| April
20, 2004
Statement of the Historic
Districts Council
Before the Landmarks Preservation Commission
Re: Designation of the Federal
houses at 127, 129, and 131 MacDougal Street, Manhattan
The Historic Districts Council is the city-wide advocate for New
York City’s historic districts and for neighborhoods meriting
preservation. HDC is very pleased to have the opportunity to testify
in support of the proposed designation of the Federal Houses at
127, 129, and 131 MacDougal Street.
The Historic Districts Council is
happy to support the designation of this striking group of three
Federal houses and hopes that this is only the first in the series
of designations of such buildings that we, like other preservation
organizations, have long been advocating.
Federal houses are not merely charming survivors, they are, as authors
like Talbot Hamlin long ago pointed out, monuments of the first
truly American architectural style—one that was seen as continuing
the Classical tradition in an independent form embodying the then-prized
“republican virtue” and simplicity and free of the “aristocratic
pomp” associated with a Europe seen as despotic and corrupt.
They are thus participating witnesses to the formative period of
the United States. As Hamlin also points out, each important coastal
city had its own subtype of Federal house, and so the surviving
examples are also special witnesses to the history and originality
of New York. Yet they are no longer very common in
the areas of the city where once they flourished, they vanish week
by week, and they certainly aren’t making them any more.
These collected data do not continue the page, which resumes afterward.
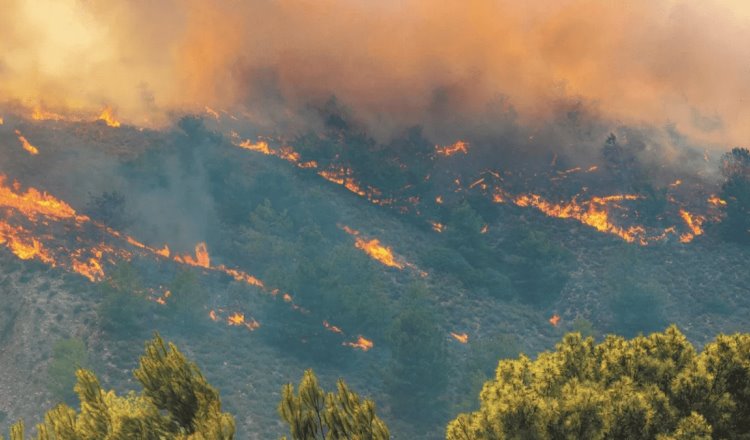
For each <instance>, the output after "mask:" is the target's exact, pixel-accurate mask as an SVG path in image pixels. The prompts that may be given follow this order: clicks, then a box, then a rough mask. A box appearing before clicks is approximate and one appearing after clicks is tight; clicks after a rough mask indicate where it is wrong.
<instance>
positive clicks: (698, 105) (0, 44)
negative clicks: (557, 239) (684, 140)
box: [0, 0, 750, 144]
mask: <svg viewBox="0 0 750 440" xmlns="http://www.w3.org/2000/svg"><path fill="white" fill-rule="evenodd" d="M747 41H750V6H747V2H746V1H744V0H723V1H722V0H704V1H700V2H698V1H687V0H681V1H680V0H663V1H653V0H631V1H628V2H608V1H601V0H538V1H535V2H517V1H510V0H467V1H462V2H449V1H444V2H436V1H434V0H429V1H428V0H403V1H396V0H383V1H365V0H316V1H313V0H279V1H253V2H240V1H237V0H217V1H212V2H206V1H203V0H165V1H162V2H149V1H145V0H133V1H131V2H101V1H84V0H5V1H4V2H3V13H2V14H0V95H2V96H5V97H6V98H7V99H8V100H9V102H10V103H12V104H16V105H22V106H24V107H26V108H33V107H34V106H38V105H40V104H41V105H42V106H43V108H44V109H46V110H49V111H54V112H68V113H73V112H88V113H92V114H98V113H99V112H100V111H101V108H103V106H105V105H112V106H113V108H114V109H115V110H116V111H117V114H118V117H120V118H121V119H122V120H123V122H130V123H136V124H144V125H158V124H160V123H164V122H165V121H167V120H168V118H169V115H171V114H173V113H174V112H175V111H177V112H179V111H189V110H195V111H200V110H202V109H204V108H205V106H211V107H212V108H216V109H227V110H229V111H238V112H241V113H242V114H245V115H248V116H250V117H252V118H253V119H254V120H255V121H256V122H258V123H273V122H274V121H275V120H276V119H278V118H283V117H287V116H288V115H289V114H290V113H289V110H290V109H291V110H295V109H298V108H300V107H301V106H302V105H304V104H306V103H308V102H309V101H311V100H318V99H325V98H327V97H328V96H330V95H331V94H336V96H338V97H339V98H340V99H341V100H342V101H343V102H344V103H345V104H347V105H349V106H351V107H352V108H354V109H355V110H356V111H357V112H358V114H360V115H361V117H362V118H363V119H364V120H365V121H366V122H369V123H370V125H377V126H379V127H380V129H381V130H389V129H391V128H394V129H395V128H397V127H398V126H399V125H401V124H406V123H417V122H424V121H429V120H430V119H431V118H434V117H436V115H442V116H441V117H442V118H444V119H446V118H447V119H450V117H451V116H452V115H461V117H466V118H470V117H472V115H480V114H483V113H485V112H488V111H489V109H490V108H493V106H494V108H497V106H498V105H500V104H498V103H502V102H503V101H502V99H501V98H507V101H504V104H502V105H507V104H508V103H510V104H511V105H512V106H513V107H514V109H515V111H517V112H518V114H519V117H520V118H521V120H522V121H525V122H531V121H539V120H544V118H545V117H546V116H551V114H552V113H553V112H554V110H555V107H556V106H557V105H559V103H564V102H571V101H578V100H580V101H582V102H583V103H584V104H585V105H586V107H587V108H590V109H593V111H595V112H599V113H600V114H602V115H603V116H605V117H607V118H610V119H613V120H617V121H621V122H626V123H650V124H656V125H662V124H665V123H673V124H675V125H676V126H677V128H678V129H680V130H681V131H683V132H685V133H688V134H690V135H692V136H695V137H698V138H702V139H707V140H711V141H715V142H731V143H740V144H747V141H746V140H747V139H748V137H749V136H750V125H748V124H746V123H745V121H747V120H748V119H749V118H750V106H749V103H750V75H747V72H748V68H749V67H750V45H748V44H746V42H747ZM502 105H501V106H502ZM456 117H458V116H456ZM376 122H377V124H376ZM427 125H428V128H429V123H428V124H427Z"/></svg>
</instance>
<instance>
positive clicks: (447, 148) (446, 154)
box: [435, 141, 469, 157]
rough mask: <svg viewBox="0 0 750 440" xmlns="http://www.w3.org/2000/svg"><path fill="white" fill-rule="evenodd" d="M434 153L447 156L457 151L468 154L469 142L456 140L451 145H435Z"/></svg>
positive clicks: (444, 156)
mask: <svg viewBox="0 0 750 440" xmlns="http://www.w3.org/2000/svg"><path fill="white" fill-rule="evenodd" d="M435 153H436V154H437V155H438V156H443V157H449V156H453V155H455V154H458V153H463V154H469V143H468V142H465V141H457V142H456V143H454V144H452V145H447V146H444V147H443V146H440V145H435Z"/></svg>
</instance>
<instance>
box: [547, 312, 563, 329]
mask: <svg viewBox="0 0 750 440" xmlns="http://www.w3.org/2000/svg"><path fill="white" fill-rule="evenodd" d="M549 323H550V324H552V326H553V327H557V325H558V324H560V315H558V314H557V313H555V314H554V315H552V317H551V318H550V319H549Z"/></svg>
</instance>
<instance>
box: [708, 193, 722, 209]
mask: <svg viewBox="0 0 750 440" xmlns="http://www.w3.org/2000/svg"><path fill="white" fill-rule="evenodd" d="M707 201H708V203H710V204H712V205H714V206H725V205H726V204H727V202H726V201H725V200H722V199H721V198H719V196H717V195H716V194H712V195H711V197H709V198H708V200H707Z"/></svg>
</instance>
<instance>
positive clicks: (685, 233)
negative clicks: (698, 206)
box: [680, 209, 706, 243]
mask: <svg viewBox="0 0 750 440" xmlns="http://www.w3.org/2000/svg"><path fill="white" fill-rule="evenodd" d="M680 217H682V220H684V221H685V224H686V225H687V227H688V229H690V231H689V232H685V233H684V234H682V235H680V242H681V243H690V242H691V241H693V239H694V238H695V237H697V236H699V235H703V223H704V222H705V221H706V218H705V217H703V216H700V215H695V214H691V213H689V212H687V211H685V210H684V209H680Z"/></svg>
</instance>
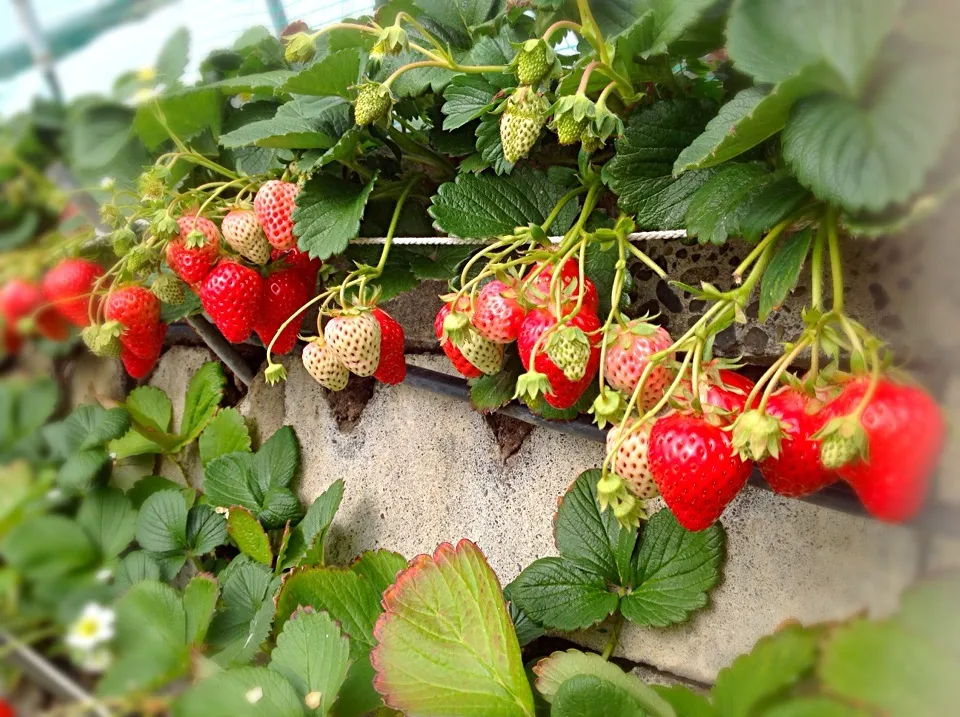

Walking down MacDougal Street from
Washington Square has since early in the 20th Century been a favored
route for those wishing to penetrate to the “real Village’
represented by the bars, cafes, restaurants and theaters clustered
in the low-built streets to the south. Indeed, the erection by New
York University of a wall of tall buildings shadowing Washington
Square, cutting off the South Village from the streets to the north,
and threatening even further out-of-scale development nearby, seems
to have left it as almost the only viable way. Along and near this
street are many witnesses to the various pasts of Greenwich Village,
and the row of which the three houses before you are the center
is prominent as the very first. Probably this explains the early
calendaring in 1966—but not the failure to designate.
Although these three houses have
all been altered in various ways, they maintain the unity of the
original row and the shape and feel of typical Federal row houses:
two brick stories that are three bays wide above a low stone basement
behind a simple iron post-and-rail fence, and with a short flight
of steps with simple iron railings rising to a shallow stoop. The
shape of the recessed door surrounds is intact, as are the molded
cap lintels, together with the rare survival of all three door hoods
in the same form. The brick façades, of patched Flemish bond
visible through layers of peeling paint, are topped with relatively
plain molded cornices and pitched roofs with dormers.
The details are preserved in varying
degrees in each house: 129 has kept the pineapple-topped newel posts
on the stair railing and the delicate wooden Ionic columns on each
side of the door; 131 has a clearly altered version of the door
enframement and six-over-nine windows; at 127 the dividers between
the first-floor windows have survived the installation of shop windows.
One alteration is almost iconic of the Village: the similar studio
windows, created by throwing together the original two dormers on
each pitched roof, that herald the “artistic” character
traditionally associated with this area in particular and represent
an important aspect of its historic development. The strength of
this row is indeed in the whole.
In fact this row is bookended by
structures that set off and reinforce its character. To the south
number 125, although its different floor levels suggest it was never
properly part of the row, still shows an almost identical Federal
typology, with the same types of lintel and stoop, even though the
main floor has been utterly stripped and a mansard added above a
third floor identical to the second. Such a third floor is a frequent
type of addition if indeed it is not original to the structure.
To the north at 141 is the original Provincetown Theater famous
for its association with Eugene O’Neill and other playwrights
of the creative Twenties of the last century that inalterably sealed
the creative fame of the Village. To be sure, the theater is clad
in brick from a 1932 alteration that attempted to engulf it in a
new apartment house, but the marquee has survived to proclaim its
famous and continuing cultural identity. These two buildings, if
they were added to the designated row on some basis, would indeed
ensure preservation of a significant
We could continue to recommend sites
on MacDougal Street that embody aspects of Village history like
the vernacular brick double house nearby at numbers 130-132 dating
from 1852 with its fine, now-rare ironwork portico that brings out
a new aspect of the past, or else to list Federal houses that struggle
to survive in such areas as the East Village. Indeed, these areas
and structures are now in a race for time against two adversaries:
against the threat of major out-of-scale development from such bulldozing
sources as NYU in the South Village and against the defacing alterations
that typically accompany the first stages of ethnic or group succession
in an area where prosperity is bringing new populations unacquainted
with the history of the area and the potential value of its traditional
architecture. The Landmark Preservation Commission must continue
the work of designation in these areas. But we shall be happy for
now if this row of Village Federals is designated and we can regard
them as the earnest of more to come.